A Political History of the State of New York, Volumes 1-3
NEW YORK HENRY HOLT AND COMPANY 1906 and 1909
Transcriber's Notes
Inconsistent spellings and hyphenations such as re-election and reëlection have been conformed, and obvious typographical errors have been corrected.
The original contains an index in Volume II covering Volumes I and II. Volume III, which was published later, contains an index covering all three volumes. Therefore, the Volume II index has been omitted.
The original of Volume III refers to both Appleton's Encyclopedia and Appleton's Cyclopædia . The correct title, as used in Volumes I and II, is Appleton's Cyclopædia and has been corrected in Volume III.
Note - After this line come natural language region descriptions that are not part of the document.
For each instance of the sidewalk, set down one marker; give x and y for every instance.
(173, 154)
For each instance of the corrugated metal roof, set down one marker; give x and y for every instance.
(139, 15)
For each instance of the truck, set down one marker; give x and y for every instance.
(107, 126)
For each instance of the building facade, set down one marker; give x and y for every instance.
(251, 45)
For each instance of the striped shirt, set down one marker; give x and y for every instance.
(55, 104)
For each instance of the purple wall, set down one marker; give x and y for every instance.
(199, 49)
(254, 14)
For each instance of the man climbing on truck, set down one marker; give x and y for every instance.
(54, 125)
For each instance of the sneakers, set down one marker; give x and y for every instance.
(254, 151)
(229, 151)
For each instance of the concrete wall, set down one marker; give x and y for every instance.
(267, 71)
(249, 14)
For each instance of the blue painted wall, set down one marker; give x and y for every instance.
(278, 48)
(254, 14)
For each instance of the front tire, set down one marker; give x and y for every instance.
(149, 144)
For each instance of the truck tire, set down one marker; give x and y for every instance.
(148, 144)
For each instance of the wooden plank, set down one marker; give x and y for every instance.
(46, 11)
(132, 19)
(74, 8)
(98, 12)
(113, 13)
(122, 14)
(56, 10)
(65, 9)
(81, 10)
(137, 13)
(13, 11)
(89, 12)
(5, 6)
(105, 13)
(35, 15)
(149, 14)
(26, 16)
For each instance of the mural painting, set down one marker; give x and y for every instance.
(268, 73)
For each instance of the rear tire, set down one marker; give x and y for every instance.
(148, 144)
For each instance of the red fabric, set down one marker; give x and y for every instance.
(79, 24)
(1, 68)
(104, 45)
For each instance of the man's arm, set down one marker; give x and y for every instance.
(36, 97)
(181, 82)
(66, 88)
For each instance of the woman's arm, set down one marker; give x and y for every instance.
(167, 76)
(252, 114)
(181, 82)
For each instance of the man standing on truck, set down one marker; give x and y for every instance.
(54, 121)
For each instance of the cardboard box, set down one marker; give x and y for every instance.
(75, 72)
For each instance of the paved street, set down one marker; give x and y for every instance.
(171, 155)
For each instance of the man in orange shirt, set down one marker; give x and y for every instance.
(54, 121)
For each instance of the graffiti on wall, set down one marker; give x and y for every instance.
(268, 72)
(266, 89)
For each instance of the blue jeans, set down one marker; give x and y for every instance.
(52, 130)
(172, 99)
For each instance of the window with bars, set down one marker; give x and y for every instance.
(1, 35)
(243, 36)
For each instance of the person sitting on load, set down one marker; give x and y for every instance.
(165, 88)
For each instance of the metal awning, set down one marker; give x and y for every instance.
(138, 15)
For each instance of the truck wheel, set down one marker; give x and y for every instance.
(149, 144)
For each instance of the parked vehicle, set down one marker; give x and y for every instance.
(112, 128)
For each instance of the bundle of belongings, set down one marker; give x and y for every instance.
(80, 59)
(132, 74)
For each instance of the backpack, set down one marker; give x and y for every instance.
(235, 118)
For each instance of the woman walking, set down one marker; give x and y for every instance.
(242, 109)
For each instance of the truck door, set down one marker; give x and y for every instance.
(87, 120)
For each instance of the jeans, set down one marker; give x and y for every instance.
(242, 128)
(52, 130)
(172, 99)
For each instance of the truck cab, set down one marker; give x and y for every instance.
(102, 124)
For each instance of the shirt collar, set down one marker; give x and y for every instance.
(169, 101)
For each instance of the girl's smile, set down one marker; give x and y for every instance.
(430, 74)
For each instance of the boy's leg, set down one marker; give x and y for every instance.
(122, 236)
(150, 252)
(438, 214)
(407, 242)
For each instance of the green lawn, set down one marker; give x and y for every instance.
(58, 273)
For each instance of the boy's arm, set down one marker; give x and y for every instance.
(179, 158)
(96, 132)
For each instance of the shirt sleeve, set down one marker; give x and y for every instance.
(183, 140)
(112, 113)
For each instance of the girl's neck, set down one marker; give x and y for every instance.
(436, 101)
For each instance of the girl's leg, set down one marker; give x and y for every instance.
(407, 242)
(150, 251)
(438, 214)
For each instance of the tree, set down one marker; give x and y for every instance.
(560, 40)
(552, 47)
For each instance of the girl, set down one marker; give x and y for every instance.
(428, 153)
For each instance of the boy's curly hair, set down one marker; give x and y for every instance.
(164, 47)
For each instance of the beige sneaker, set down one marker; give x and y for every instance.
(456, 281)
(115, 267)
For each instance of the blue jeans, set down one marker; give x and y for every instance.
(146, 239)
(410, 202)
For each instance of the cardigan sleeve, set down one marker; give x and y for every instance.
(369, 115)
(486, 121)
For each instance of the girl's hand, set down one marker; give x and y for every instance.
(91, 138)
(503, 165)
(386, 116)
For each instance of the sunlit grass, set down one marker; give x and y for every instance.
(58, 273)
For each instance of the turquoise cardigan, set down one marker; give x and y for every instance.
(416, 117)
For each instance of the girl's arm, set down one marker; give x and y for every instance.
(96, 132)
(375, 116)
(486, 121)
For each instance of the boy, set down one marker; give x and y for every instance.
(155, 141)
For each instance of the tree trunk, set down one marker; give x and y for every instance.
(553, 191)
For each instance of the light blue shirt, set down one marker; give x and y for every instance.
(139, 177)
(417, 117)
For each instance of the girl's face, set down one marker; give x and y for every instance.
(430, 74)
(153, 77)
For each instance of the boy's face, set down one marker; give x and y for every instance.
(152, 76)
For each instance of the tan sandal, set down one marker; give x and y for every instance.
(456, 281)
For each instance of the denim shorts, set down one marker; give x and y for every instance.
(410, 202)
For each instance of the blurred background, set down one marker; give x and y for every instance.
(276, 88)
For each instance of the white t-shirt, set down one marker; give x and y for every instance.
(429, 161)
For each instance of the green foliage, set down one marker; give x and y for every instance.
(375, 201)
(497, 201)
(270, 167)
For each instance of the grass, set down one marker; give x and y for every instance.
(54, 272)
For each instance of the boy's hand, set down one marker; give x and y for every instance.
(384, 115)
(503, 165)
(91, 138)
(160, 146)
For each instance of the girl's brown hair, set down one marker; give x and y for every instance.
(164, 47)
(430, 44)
NEW YORK HENRY HOLT AND COMPANY 1906
Copyright, 1906 By HENRY HOLT AND COMPANY
The preparation of this work was suggested to the author by the difficulty he experienced in obtaining an accurate knowledge of the movements of political parties and their leaders in the Empire State. After living a dozen years in New York, wrote Oliver Wolcott, who had been one of Washington's Cabinet, and was afterwards governor of Connecticut, I don't pretend to comprehend their politics. It is a labyrinth of wheels within wheels, and it is understood only by the managers. Wolcott referred to the early decades of the last century, when Clintonian and Bucktail, gradually absorbing the Federalists, severed the old Republican party into warring factions. In later years, Daniel S. Dickinson spoke of the tangled web of New York politics ; and Horace Greeley complained of the zigzag, wavering lines and uncouth political designations which puzzled and wearied readers from 1840 to 1860, when Democrats divided into Conservatives and Radicals, Hunkers and Barnburners, and Hards and Softs; and when Whigs were known as Conscience and Cotton, and Woollies and Silver Grays. More recently James Parton, in his Life of Andrew Jackson , speaks of that most unfathomable of subjects, the politics of the State of New York.
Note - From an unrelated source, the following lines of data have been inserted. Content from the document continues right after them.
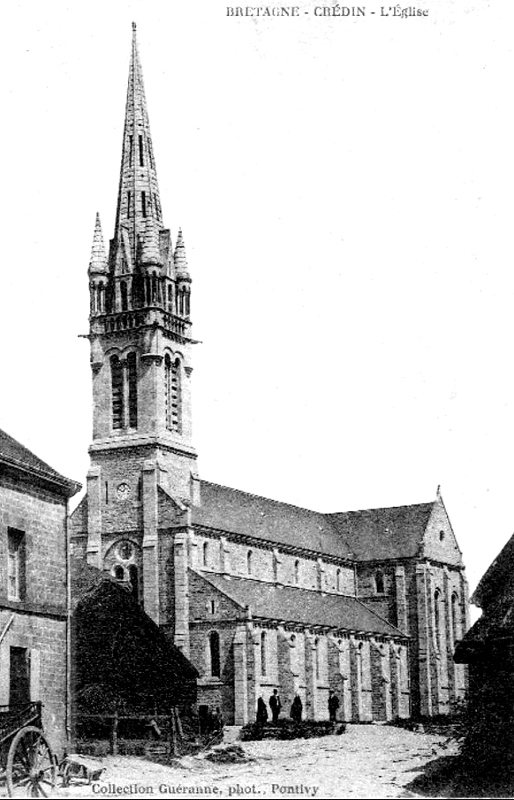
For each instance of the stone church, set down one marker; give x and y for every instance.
(259, 594)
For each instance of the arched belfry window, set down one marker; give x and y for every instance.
(455, 617)
(173, 394)
(264, 654)
(214, 654)
(117, 392)
(437, 617)
(134, 580)
(132, 388)
(123, 296)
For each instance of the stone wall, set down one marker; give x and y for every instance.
(36, 621)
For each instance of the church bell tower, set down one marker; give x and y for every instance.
(140, 337)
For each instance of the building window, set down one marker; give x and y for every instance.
(15, 564)
(124, 296)
(19, 676)
(214, 654)
(132, 389)
(318, 658)
(173, 394)
(264, 654)
(455, 617)
(117, 392)
(134, 580)
(437, 618)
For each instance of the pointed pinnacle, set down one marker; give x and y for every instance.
(98, 260)
(180, 258)
(150, 251)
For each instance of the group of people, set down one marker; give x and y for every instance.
(296, 711)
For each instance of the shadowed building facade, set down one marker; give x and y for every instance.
(34, 586)
(259, 594)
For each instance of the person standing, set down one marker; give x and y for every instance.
(275, 705)
(333, 705)
(296, 709)
(262, 712)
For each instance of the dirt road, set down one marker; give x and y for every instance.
(367, 761)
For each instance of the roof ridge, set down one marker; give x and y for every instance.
(311, 510)
(205, 578)
(379, 508)
(381, 617)
(25, 459)
(262, 497)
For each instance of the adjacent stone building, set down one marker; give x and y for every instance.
(34, 586)
(488, 649)
(259, 594)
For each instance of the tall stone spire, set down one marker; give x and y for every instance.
(139, 214)
(98, 260)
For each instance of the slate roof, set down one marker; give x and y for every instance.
(240, 512)
(15, 454)
(303, 606)
(496, 576)
(381, 533)
(378, 533)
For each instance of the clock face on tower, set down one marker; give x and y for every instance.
(123, 491)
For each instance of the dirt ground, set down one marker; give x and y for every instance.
(367, 761)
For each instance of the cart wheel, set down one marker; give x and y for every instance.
(31, 770)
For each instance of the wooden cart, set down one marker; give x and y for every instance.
(27, 764)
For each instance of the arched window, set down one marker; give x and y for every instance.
(173, 394)
(123, 296)
(134, 580)
(437, 617)
(101, 299)
(455, 617)
(264, 654)
(117, 392)
(214, 654)
(132, 389)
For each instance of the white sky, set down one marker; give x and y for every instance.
(345, 191)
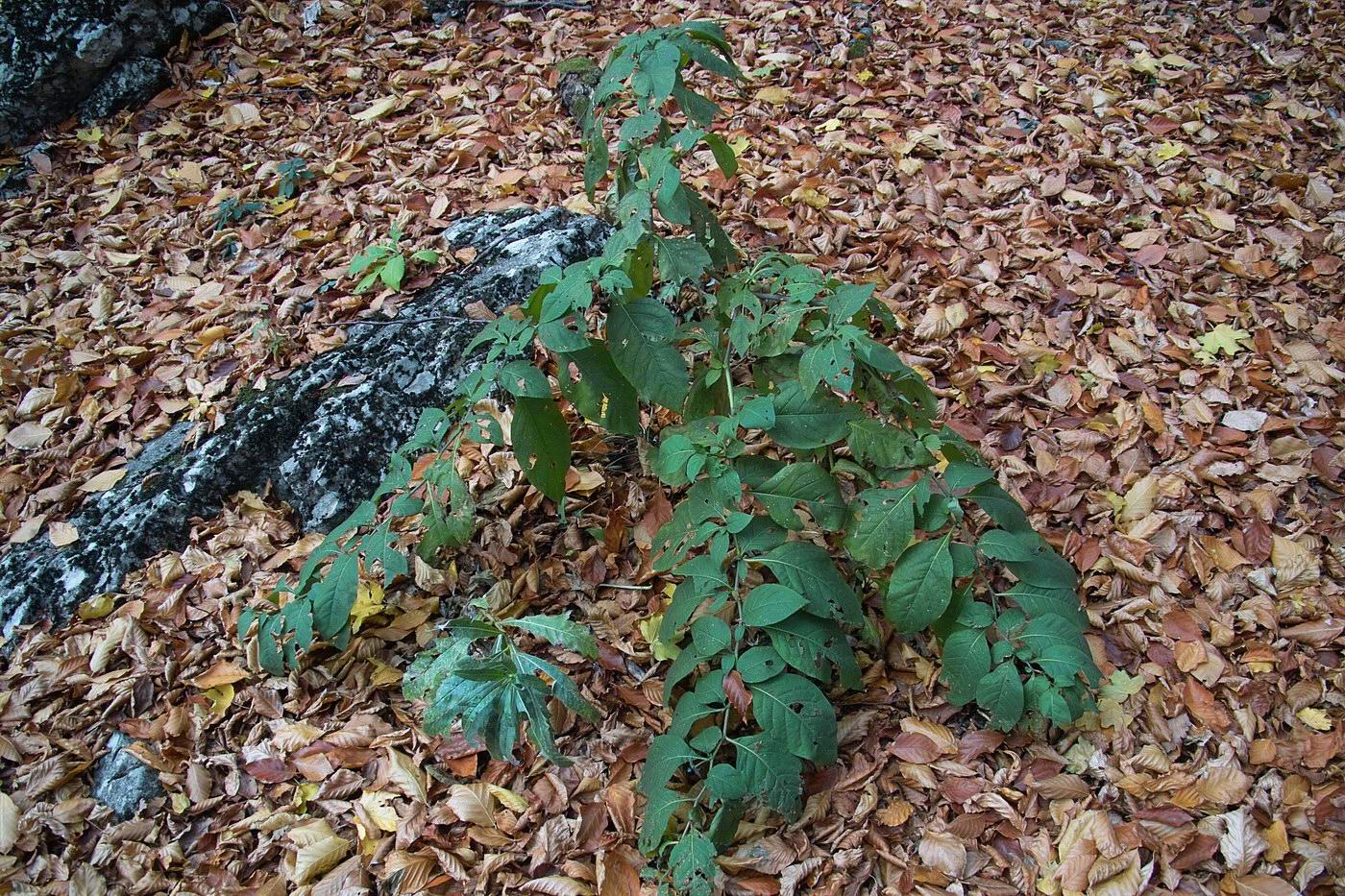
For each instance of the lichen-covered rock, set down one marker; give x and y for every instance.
(56, 54)
(322, 436)
(121, 782)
There is no attempt in this history to catalogue the prominent public men of New York State. Such a list would itself fill a volume. It has only been possible, in the limited space given to over a century, to linger here and there in the company of the famous figures who rose conspicuously above their fellow men and asserted themselves masterfully in influencing public thought and action. Indeed, the history of a State or nation is largely the history of a few leading men, and it is of such men only, with some of their more prominent contemporaries, that the author has attempted to write.